Skill level: Advanced novice

Operating environment: any web browser

Here I recommend to you a big data development communication circle: 658558542 (☛ Click to join the group chat) A large amount of learning materials are organized in it, all of which are dry goods, including big data technology introduction, big data offline processing, real-time data Processing, Hadoop, Spark, Flink, recommendation system algorithms and source code analysis, etc., are sent to every big data partner to make self-learning easier. This is not only the gathering place of Xiaobai, but also the online answer of Daniel! Welcome beginners and advanced friends to join the group study and exchange together and make progress together!

Google Refine

What it does: When you first look at the text and numbers of Google Refine, you can describe it as a spreadsheet. Like Excel, it can import and export data in multiple formats, such as text files separated by tags or commas, Excel, XML, and JSON files.

Refine has a built-in algorithm, you can find some texts that are spelled differently but should actually be divided into a group. After importing your data, select Edit Cell-> Cluster, Edit, and then select the algorithm to use.

After Refine runs, you have to decide whether to accept or not accept each suggestion. For example, you can agree to use Microsoft and Microsoft Inc as the same combination, but do not agree to use Coach Inc and CQG Inc as the same combination. If it provides too few or too many suggestions, you can change the strength of the suggestion function.

There are also data options that provide a quick and easy overview of data distribution. This function can reveal anomalies that may be caused by input errors-for example, wage records are not $ 80,000 but actually $ 800,000; or point out inconsistencies-for example, differences between payroll data records, some are hourly wages, some are weekly Pay, some are annual salary.

In addition to the data steward function, Google Refine also provides some useful analysis tools, such as sorting and filtering.

Advantages: Once familiar with Refine's commands and functions, it will be a powerful data processing and analysis tool, both powerful and easy to use. The undo / redo list of each operation brings you back to the desired state at any time. Text editing uses Java regular expressions, allowing you to find patterns (for example, 3 digits followed by 2 digits) or specific strings or numeric values.

Finally, although Refine is a browser-based application, it is suitable for desktop files, so your data can be kept locally.

Disadvantages: Although Refine looks like a spreadsheet, you cannot use it to achieve typical spreadsheet calculations. Therefore, you must export the data to a common spreadsheet application. If your data set is large, you have to set aside some time to carefully check Refine's suggestion, which will take some time. Also, this differs depending on the data set. When you are ready to merge some text items, you will most likely get some wrong suggestions or ignore some problems-or both.

Skill level: Advanced novice.

Operating environment: Windows, Mac OS, Linux

Related Article

Contact Us

The content source of this page is from Internet, which doesn't represent Alibaba Cloud's opinion; products and services mentioned on that page don't have any relationship with Alibaba Cloud.
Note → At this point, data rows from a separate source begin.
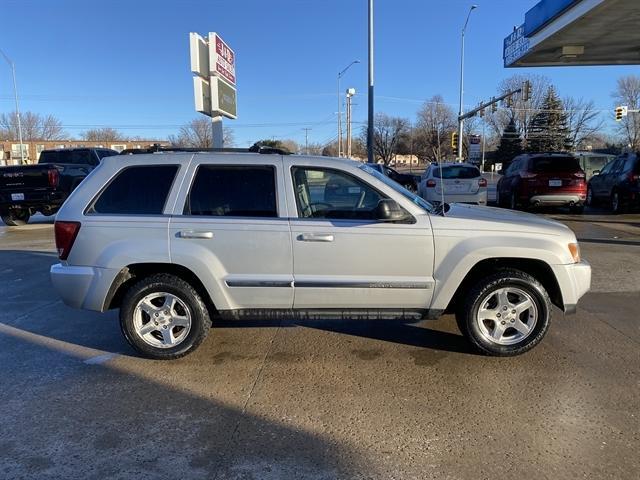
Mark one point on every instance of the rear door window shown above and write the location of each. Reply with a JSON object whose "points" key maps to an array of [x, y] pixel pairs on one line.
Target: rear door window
{"points": [[233, 191], [555, 165], [140, 190]]}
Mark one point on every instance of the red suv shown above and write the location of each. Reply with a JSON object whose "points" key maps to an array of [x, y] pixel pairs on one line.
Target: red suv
{"points": [[543, 179]]}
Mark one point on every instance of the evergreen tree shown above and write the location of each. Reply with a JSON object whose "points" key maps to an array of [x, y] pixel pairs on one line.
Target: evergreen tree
{"points": [[549, 130], [510, 144]]}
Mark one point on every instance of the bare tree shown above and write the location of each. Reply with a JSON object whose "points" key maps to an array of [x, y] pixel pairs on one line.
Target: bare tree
{"points": [[198, 134], [387, 134], [34, 126], [432, 135], [583, 120], [106, 134], [628, 94]]}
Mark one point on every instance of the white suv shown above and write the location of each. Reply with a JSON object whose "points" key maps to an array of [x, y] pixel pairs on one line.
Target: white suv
{"points": [[173, 239]]}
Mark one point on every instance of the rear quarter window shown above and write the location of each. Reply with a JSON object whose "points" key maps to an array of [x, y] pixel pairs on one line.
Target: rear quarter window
{"points": [[140, 190]]}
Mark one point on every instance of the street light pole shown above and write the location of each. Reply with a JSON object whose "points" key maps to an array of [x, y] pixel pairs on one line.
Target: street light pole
{"points": [[340, 107], [460, 110], [15, 93], [370, 92]]}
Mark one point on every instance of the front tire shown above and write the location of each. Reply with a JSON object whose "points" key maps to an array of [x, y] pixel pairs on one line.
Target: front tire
{"points": [[505, 314], [163, 317], [16, 218]]}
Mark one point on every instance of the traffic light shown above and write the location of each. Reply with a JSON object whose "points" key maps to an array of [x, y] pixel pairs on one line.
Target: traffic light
{"points": [[620, 112], [526, 91]]}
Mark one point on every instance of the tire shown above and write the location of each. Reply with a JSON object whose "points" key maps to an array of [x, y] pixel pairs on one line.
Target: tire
{"points": [[186, 321], [616, 203], [516, 333], [16, 218]]}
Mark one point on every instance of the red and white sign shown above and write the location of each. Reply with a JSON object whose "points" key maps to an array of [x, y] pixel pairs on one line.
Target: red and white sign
{"points": [[222, 60]]}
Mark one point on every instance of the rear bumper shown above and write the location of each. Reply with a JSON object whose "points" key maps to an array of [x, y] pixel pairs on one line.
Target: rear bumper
{"points": [[83, 287], [574, 281], [558, 199]]}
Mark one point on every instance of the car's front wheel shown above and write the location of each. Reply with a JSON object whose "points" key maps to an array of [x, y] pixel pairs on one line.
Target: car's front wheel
{"points": [[505, 314], [163, 317]]}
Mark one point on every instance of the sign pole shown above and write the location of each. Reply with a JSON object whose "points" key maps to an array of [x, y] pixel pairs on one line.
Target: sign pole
{"points": [[217, 133]]}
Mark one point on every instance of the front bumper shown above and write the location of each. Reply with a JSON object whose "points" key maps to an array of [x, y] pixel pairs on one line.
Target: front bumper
{"points": [[574, 281], [83, 287]]}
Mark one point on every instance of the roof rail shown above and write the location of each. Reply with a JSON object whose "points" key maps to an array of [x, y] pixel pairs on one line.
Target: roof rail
{"points": [[159, 148]]}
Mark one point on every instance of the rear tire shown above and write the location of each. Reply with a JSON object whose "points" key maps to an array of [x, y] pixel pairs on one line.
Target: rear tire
{"points": [[16, 218], [508, 327], [185, 316]]}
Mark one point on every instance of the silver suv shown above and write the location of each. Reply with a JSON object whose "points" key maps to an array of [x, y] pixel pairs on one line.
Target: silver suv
{"points": [[174, 239]]}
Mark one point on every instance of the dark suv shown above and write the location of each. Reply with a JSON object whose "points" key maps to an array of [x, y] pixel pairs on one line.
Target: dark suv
{"points": [[617, 184], [543, 179]]}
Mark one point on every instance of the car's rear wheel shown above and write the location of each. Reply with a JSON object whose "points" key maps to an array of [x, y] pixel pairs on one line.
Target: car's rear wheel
{"points": [[16, 218], [163, 317], [505, 314]]}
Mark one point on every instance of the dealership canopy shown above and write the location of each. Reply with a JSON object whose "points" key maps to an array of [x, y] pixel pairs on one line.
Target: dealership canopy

If the content of the page makes you feel confusing, please write us an email, we will handle the problem within 5 days after receiving your email.

If you find any instances of plagiarism from the community, please send an email to: info-contact@alibabacloud.com and provide relevant evidence. A staff member will contact you within 5 working days.

A Free Trial That Lets You Build Big!

Start building with 50+ products and up to 12 months usage for Elastic Compute Service

  • Sales Support

    1 on 1 presale consultation

  • After-Sales Support

    24/7 Technical Support 6 Free Tickets per Quarter Faster Response

  • Alibaba Cloud offers highly flexible support services tailored to meet your exact needs.